Compact systems cameras (CSCs) are here to stay, with nearly all the leading manufacturers now selling some kind of compact camera with interchangeable lenses. The K-01 has no trouble standing out from the crowd, though, and couldn't be further removed from the Pentax Q . The Q is by far the smallest and lightest CSC on the market, and the K-01 is the biggest.
There's a good reason for the K-01's bulk, though. Whereas other CSCs use lens mounts that are designed for compactness, the K-01 uses Pentax's well-established K Mount, as used by its SLRs. The distance between the mount and the sensor, known as the flange back distance, is fixed for each lens mount, and in this case it's 45mm. This is much bigger than Micro Four Thirds' 19mm or the Q's 9mm, and explains the K-01's chunkiness.
Using the existing SLR K Mount makes the K-01 a lot chunkier than most CSCs
We're tempted to say that this is at odds with the basic premise of a CSC, but using the K Mount brings one big advantage. While most CSCs have around half a dozen compatible lenses, there are 34 Pentax K Mount lenses, and lots more from Sigma, Tamron and others. The benefit for anyone who already owns lots of these lenses is obvious.

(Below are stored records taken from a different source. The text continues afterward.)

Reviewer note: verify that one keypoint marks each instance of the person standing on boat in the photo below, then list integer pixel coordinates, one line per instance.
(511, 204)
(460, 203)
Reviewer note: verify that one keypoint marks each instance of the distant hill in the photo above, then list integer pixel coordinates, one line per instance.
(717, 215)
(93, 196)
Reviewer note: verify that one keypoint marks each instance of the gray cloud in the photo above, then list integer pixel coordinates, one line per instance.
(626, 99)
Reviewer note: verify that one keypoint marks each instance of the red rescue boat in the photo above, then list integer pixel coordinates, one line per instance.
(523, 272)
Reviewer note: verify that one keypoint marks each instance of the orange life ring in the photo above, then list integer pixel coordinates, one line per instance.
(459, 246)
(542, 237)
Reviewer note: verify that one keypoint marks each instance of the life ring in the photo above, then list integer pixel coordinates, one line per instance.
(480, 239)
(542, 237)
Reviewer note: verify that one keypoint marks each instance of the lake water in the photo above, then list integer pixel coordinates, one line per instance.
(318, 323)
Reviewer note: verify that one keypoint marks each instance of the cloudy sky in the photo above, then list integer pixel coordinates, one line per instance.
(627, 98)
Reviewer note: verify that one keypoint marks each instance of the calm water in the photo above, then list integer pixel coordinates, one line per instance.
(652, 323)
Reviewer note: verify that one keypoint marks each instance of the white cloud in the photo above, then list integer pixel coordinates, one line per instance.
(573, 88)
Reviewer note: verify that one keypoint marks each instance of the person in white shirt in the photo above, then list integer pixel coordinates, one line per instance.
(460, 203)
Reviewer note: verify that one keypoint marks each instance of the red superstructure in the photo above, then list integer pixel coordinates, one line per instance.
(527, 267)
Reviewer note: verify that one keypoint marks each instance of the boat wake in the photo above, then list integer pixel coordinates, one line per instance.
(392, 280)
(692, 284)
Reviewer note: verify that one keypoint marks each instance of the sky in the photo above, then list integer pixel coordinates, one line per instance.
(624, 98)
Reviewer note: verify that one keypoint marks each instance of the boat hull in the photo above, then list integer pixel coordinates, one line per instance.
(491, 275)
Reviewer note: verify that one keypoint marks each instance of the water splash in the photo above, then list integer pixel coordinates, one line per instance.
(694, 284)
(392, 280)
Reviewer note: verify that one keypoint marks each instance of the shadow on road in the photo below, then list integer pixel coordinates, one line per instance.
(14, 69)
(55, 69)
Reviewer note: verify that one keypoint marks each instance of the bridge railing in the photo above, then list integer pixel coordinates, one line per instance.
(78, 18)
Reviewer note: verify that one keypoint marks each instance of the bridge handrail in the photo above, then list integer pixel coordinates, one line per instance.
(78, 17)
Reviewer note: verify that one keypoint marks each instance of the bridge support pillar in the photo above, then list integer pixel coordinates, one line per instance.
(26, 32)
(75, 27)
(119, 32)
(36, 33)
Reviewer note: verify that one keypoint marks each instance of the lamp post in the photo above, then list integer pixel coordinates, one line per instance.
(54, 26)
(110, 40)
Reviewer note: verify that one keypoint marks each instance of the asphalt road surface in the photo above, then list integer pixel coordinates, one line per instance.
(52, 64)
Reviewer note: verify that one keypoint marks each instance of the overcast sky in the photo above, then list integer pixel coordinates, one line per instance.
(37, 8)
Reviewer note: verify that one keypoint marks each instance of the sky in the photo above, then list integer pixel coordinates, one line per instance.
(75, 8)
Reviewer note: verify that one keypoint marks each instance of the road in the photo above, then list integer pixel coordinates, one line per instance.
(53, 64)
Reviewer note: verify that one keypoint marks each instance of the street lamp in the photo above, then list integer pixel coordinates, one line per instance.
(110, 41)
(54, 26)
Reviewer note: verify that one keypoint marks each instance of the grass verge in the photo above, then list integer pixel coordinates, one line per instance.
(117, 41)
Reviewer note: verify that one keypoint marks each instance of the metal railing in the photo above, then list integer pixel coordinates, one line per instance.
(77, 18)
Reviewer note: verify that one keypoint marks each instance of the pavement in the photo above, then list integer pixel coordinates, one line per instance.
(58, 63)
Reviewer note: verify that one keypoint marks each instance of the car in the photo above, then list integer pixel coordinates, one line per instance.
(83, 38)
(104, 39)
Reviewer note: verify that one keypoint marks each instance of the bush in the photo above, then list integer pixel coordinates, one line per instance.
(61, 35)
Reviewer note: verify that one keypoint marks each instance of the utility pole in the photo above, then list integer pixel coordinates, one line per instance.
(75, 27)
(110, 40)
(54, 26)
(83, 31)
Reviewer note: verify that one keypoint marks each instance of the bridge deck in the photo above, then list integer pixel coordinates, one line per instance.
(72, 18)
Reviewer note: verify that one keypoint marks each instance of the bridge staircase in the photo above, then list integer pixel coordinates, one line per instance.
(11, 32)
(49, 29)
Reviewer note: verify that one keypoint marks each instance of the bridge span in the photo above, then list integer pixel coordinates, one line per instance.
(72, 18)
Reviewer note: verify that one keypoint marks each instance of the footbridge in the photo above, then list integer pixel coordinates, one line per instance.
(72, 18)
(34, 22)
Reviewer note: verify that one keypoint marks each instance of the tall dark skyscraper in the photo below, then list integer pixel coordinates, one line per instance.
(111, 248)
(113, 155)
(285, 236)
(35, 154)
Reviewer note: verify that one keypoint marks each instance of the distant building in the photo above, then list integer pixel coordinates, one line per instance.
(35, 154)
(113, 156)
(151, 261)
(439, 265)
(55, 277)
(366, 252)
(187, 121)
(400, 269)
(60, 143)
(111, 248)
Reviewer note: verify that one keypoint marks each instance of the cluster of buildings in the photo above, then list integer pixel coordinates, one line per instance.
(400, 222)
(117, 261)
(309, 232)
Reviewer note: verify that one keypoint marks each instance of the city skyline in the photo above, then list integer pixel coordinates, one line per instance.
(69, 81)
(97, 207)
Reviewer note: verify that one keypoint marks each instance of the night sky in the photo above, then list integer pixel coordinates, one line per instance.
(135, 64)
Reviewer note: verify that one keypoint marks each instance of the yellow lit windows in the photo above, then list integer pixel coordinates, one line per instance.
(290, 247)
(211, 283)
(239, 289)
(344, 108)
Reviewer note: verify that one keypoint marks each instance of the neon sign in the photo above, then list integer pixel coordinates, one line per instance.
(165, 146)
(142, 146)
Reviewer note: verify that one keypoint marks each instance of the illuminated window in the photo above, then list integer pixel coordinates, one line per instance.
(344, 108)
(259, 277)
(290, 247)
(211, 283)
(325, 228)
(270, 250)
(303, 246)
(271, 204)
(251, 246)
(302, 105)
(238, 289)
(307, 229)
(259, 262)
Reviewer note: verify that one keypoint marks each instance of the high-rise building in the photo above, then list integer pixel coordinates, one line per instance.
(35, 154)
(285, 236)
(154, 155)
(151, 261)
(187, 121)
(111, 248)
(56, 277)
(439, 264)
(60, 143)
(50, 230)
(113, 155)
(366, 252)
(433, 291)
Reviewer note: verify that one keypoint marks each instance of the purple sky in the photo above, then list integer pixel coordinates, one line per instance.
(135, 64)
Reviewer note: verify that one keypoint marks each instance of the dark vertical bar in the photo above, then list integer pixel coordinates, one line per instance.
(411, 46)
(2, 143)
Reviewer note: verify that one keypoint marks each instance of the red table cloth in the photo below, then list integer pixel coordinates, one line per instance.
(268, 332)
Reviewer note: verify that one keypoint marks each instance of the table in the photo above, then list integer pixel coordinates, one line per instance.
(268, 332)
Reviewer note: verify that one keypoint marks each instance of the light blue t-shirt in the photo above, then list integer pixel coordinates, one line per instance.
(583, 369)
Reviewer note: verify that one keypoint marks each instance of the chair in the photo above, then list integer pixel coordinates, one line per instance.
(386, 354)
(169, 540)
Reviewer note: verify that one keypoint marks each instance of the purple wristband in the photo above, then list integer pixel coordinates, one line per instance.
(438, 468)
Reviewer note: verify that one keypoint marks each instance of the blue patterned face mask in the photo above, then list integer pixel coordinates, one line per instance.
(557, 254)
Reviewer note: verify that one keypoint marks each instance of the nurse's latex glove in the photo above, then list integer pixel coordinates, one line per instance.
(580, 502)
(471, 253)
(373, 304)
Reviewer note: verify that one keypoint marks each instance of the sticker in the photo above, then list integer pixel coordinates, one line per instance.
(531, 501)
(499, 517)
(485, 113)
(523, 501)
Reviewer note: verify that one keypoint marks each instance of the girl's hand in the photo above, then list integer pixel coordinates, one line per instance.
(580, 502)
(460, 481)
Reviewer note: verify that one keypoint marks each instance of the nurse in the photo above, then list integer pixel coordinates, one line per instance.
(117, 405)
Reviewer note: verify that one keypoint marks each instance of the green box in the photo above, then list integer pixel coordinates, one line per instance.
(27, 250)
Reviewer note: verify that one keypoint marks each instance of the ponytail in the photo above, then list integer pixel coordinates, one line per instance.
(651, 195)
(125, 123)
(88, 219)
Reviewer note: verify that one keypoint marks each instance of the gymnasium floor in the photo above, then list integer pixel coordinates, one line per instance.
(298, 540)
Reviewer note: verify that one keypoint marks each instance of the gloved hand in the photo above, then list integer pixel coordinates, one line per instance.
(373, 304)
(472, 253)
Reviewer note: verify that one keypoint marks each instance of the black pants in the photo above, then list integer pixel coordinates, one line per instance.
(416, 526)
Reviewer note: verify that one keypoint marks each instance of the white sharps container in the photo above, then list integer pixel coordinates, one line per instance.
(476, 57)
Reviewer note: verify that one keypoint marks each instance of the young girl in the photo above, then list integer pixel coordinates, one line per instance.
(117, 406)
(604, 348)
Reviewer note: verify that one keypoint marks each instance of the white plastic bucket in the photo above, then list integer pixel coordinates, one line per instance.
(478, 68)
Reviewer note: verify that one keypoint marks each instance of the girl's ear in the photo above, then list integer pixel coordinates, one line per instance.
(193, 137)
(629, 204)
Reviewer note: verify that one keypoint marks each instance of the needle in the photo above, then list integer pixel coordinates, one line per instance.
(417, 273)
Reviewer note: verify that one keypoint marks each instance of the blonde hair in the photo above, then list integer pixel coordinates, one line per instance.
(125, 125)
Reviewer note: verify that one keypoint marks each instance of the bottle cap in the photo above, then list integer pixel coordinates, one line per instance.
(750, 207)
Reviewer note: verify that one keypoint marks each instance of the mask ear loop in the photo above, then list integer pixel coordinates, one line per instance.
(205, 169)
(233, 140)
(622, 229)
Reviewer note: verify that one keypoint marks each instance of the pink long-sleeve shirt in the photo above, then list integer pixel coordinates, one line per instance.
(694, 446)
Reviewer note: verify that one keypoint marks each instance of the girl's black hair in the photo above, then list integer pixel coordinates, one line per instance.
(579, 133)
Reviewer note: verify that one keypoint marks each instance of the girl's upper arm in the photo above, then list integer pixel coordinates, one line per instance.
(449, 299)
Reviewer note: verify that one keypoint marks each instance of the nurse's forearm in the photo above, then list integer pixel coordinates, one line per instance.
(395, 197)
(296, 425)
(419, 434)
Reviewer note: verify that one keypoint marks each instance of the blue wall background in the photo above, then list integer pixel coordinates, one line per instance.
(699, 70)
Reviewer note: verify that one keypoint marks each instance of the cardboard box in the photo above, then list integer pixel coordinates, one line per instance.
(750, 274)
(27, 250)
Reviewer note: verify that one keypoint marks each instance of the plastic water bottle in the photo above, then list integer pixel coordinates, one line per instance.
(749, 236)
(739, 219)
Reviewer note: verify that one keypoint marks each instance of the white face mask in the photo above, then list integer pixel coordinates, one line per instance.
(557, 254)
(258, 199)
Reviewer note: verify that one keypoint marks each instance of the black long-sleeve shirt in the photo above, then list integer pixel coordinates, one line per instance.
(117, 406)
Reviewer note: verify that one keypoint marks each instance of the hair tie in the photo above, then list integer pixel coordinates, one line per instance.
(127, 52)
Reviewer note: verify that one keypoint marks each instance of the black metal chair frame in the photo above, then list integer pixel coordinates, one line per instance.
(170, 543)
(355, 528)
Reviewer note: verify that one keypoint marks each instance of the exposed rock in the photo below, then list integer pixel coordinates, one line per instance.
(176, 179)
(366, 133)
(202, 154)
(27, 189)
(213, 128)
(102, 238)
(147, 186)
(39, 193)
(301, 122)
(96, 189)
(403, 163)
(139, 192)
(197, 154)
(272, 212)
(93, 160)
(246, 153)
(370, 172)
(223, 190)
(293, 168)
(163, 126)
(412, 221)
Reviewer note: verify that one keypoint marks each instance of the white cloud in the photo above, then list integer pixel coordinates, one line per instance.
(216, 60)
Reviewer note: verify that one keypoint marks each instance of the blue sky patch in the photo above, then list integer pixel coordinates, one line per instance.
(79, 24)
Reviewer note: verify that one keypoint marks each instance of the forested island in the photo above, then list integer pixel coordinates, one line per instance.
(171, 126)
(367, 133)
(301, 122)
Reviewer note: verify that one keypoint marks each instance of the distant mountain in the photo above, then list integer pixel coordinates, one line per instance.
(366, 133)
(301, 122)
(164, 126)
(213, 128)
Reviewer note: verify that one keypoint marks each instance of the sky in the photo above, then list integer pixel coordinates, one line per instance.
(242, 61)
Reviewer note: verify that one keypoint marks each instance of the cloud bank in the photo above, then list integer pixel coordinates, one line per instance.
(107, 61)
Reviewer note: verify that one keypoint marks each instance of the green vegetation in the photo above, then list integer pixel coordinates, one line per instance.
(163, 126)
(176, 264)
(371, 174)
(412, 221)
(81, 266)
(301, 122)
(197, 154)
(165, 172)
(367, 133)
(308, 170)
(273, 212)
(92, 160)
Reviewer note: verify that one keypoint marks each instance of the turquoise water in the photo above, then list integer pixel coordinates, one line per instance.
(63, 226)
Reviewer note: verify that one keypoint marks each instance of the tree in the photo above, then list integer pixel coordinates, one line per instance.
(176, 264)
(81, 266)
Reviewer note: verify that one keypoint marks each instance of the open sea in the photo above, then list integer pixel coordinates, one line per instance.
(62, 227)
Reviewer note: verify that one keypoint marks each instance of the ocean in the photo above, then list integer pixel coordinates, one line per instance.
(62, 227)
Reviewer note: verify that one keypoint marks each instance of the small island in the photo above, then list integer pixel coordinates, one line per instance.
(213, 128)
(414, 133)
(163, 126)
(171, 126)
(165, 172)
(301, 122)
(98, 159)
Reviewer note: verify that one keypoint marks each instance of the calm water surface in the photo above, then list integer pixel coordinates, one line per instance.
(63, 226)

However, the range of lenses available is massive
The camera's bulk is offset by the simultaneous launch of a new pancake lens. It protrudes just 9mm from the camera body, and the overall size and weight of the camera and lens could just about be described as coat pocket sized. The lens's 40mm focal length translates to 60mm in 35mm terms, which isn't ideal for landscape photography but is well suited to portraits and candid street photography.
The new pancake lens is a marvel of engineering
Pentax would probably prefer that we dwelled less on the K-01's bulk and more on its striking appearance. It's the work of designer Marc Newson, a man who's clearly not bogged down by convention. Although the K-01's control layout and functions are familiar, it looks like no other camera we can think of.